The quality of outpatient medical care received by people with chronic health problems has a direct impact on the quality of their daily lives, according to a study by researchers from the RAND Corporation and UCLA that is among the first to link better outpatient care to improved health outcomes among non-elderly patients.
Researchers found that patients whose care more closely followed prescribed treatment guidelines were more likely to maintain good health and had better health-related quality of life, according to a study appearing in the February edition of the journal Health Services Research.
"Our findings show that the quality of medical care can have a noticeable impact on the daily lives of patients," said lead author Dr. Katherine Kahn, a UCLA physician and researcher at RAND, a nonprofit research organization. "Examining the quality of health care is not simply an academic exercise."
The RAND Health project team studied 963 adults from three western states who suffered from heart disease, asthma, emphysema or diabetes, evaluating the care they received over a 30-month period against 120 measures of medical care developed from previous studies and by panels of medical experts.

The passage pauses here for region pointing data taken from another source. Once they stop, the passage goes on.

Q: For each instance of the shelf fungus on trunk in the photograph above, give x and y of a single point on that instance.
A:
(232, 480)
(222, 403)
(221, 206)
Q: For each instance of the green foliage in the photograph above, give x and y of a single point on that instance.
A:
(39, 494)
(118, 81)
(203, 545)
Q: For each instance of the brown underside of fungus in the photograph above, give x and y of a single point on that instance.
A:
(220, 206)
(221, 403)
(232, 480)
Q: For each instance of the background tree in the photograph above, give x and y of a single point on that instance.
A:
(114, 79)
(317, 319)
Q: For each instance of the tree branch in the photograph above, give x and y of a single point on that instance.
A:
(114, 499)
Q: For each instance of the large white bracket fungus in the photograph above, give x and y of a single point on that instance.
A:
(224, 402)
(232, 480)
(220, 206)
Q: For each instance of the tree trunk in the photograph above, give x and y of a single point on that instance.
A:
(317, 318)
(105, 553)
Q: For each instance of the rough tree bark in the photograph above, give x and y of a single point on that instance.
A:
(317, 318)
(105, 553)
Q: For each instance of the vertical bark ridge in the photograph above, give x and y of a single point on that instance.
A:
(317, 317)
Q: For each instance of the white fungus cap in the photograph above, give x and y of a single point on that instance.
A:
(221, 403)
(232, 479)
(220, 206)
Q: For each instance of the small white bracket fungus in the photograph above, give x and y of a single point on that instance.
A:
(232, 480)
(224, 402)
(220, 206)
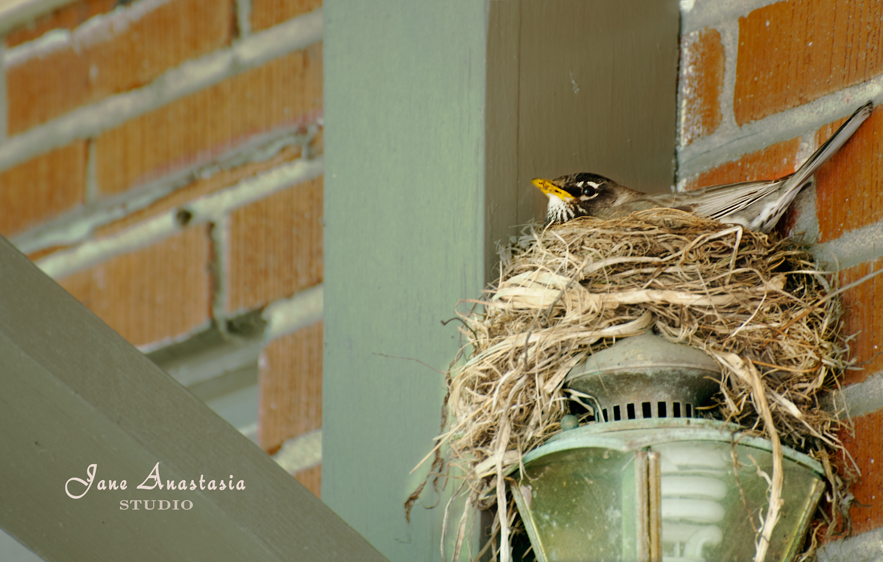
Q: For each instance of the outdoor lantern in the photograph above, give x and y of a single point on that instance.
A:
(649, 481)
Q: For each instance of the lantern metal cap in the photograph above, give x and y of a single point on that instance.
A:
(646, 376)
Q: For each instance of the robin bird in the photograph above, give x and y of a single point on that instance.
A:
(756, 205)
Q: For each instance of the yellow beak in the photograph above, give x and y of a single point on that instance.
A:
(550, 189)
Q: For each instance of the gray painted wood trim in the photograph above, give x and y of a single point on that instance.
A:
(437, 115)
(74, 393)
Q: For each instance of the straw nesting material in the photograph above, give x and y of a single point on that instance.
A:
(573, 289)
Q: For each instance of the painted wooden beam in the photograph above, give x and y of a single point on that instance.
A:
(74, 394)
(437, 114)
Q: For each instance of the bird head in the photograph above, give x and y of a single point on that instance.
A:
(577, 195)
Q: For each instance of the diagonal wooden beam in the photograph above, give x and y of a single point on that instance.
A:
(73, 393)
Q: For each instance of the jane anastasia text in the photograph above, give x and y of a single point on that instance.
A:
(76, 488)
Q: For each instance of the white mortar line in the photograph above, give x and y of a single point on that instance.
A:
(91, 195)
(864, 397)
(78, 225)
(209, 208)
(853, 247)
(97, 29)
(301, 452)
(16, 12)
(289, 315)
(243, 17)
(726, 145)
(4, 109)
(190, 77)
(696, 14)
(220, 241)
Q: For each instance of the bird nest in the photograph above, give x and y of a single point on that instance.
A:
(759, 305)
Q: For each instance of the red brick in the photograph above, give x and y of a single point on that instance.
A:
(702, 81)
(794, 52)
(199, 188)
(66, 17)
(290, 402)
(42, 188)
(866, 447)
(849, 185)
(771, 162)
(275, 247)
(153, 294)
(863, 317)
(115, 59)
(284, 92)
(311, 478)
(267, 13)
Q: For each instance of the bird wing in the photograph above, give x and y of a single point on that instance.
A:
(719, 201)
(722, 200)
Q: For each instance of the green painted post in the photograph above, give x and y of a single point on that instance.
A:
(437, 114)
(404, 204)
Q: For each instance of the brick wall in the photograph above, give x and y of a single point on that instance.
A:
(162, 160)
(762, 85)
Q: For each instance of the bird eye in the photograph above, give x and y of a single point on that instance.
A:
(590, 189)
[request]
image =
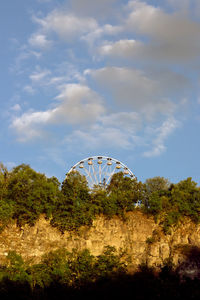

Since all of the patients in the project had serious illnesses, their health, on average, declined during the 2.5 year period of the study. But those who received better-quality medical care experienced the smallest decline in health, delaying some of the effects of aging, Kahn said.
For example, the decrease in quality of life among patients who received poorer quality care was comparable to changing, across 2.5 years, from being able to function comfortably after mild exertion to functioning comfortably only at rest. In contrast, patients who received better quality care were more likely to preserve their function continuing, for example, to manage activities involving exertion.